Balmus Lab

Protecting neurons from harm as we age

Over the course of our lifetime, the DNA inside our cells is under constant attack – either from dangerous metabolic by-products such as reactive oxygen species, or external factors. To counter this threat, our bodies have evolved elaborate tools that can spot and repair damaged DNA. However, when these systems go wrong, a build-up of genetic faults can occur and disastrous consequences follow, such as neuronal loss.

Most neurons – the building blocks of our central nervous system – are created early on in life and are never replaced. Our body needs to protect these cells from harm for the 80 or more years that we are alive – otherwise, this can lead to devastating conditions such as Huntington's, Alzheimer’s or Parkinson’s disease. Therefore, scientists are exploring how DNA damage and/or erroneous repair contributes to the loss of function and death of neurons, and the processes that help safeguard these brain cells as we age.

The Balmus Lab is developing a sophisticated new experimental system to identify genetic and environmental factors involved in DNA damage, neurodegeneration and ageing in neurons. He hopes this will uncover key biological targets that will lead to the development of effective new treatments that can help protect diseased neurons from degeneration.
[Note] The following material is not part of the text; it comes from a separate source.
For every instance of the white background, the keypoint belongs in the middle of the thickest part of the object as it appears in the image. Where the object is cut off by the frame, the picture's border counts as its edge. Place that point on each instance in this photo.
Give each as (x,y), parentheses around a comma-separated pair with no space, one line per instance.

Identifying neuroprotective mechanisms against genomic instability accrual in ageing and neurodegeneration

Genomic instability (GIN) is an important feature of neurodegeneration and a hallmark of neuronal ageing; if therapeutically averted, this could lead to prevention, delay or reversal of GIN-related neurodegenerative disease. Most mature neurons are end-state (non-replicative) cells that need to live for 80+ years and over this time require the ability to deal with exogenous and endogenous factors that create DNA lesions (DNA damage). In mature neurons, these lesions are counteracted by the DNA damage response (DDR) via mechanisms that are as yet unclear. It is proposed that failure to impede GIN formation and/or execute accurate DNA repair will cause expansion of nucleotide repeats, cell cycle re-entry, loss of synapses, chronic inflammation, premature senescence, aggregation of proteins or cell death - processes that would lead to the initiation of diverse neuropathology. Hence, accumulation of GIN throughout life represents one of the hallmarks of numerous neurodegenerative diseases including Huntington’s Disease (HD), Amyotrophic Lateral Sclerosis (ALS), Parkinson’s Disease (PD) and Alzheimer’s Disease (AD).

Although GIN is likely to be a central player in neurodegeneration, either in specific pathologies or ageing, to date there is no comprehensive understanding of the cause-effect relationship nor are there any approved therapies to combat neurodegeneration via maintenance of genomic stability. Currently, a major obstacle is a lack of cellular models that can be used to study relevant neurodegenerative-related cellular states in human mature neurons. In terms of the GIN connection, this is mainly due to the fact that most of the DDR-related research has been done in replicative transformed cell lines, usually of mesenchymal/cancer origin or GIN unstable, non-isogenic induced pluripotent cell lines (iPS). However, studying the DDR in any cell type other than genomically stable human/mouse embryonic stem cells that can be used for the derivation of mature neurons can produce dangerous inaccuracies.

Main objectives and research goals:

The overall aim of this research programme is to identify genetic factors that can re-balance GIN-related neurodegeneration in mature neurons and understand how these molecular processes contribute to neurodegenerative disease such as HD, ALS, PD or AD, as well as ageing. The specific aims are:

1. To study GIN-related neurodegeneration, develop relevant experimental disease models in both mouse and human isogenic ESCs that can be rapidly differentiated into neurons (iN) and/or organoids.
2. Using CRISPR-Cas9 and/or chemical mutagenesis to screen for factors that can rescue neurodegeneration upon increased endogenous (i.e. reactive oxygen species) damage in WT and selected disease backgrounds such as HD, ALS or PD.
3. Once modifiers are identified in screens or based on hypothesis driven research, understand the molecular mechanisms basis for re-balancing disease towards designing new drugs or re-purposing already available therapies.
4. Validate the relevant diagnostic and therapeutic targets and/or compounds in patient iPS and organoids as well as subsequent in vivo studies.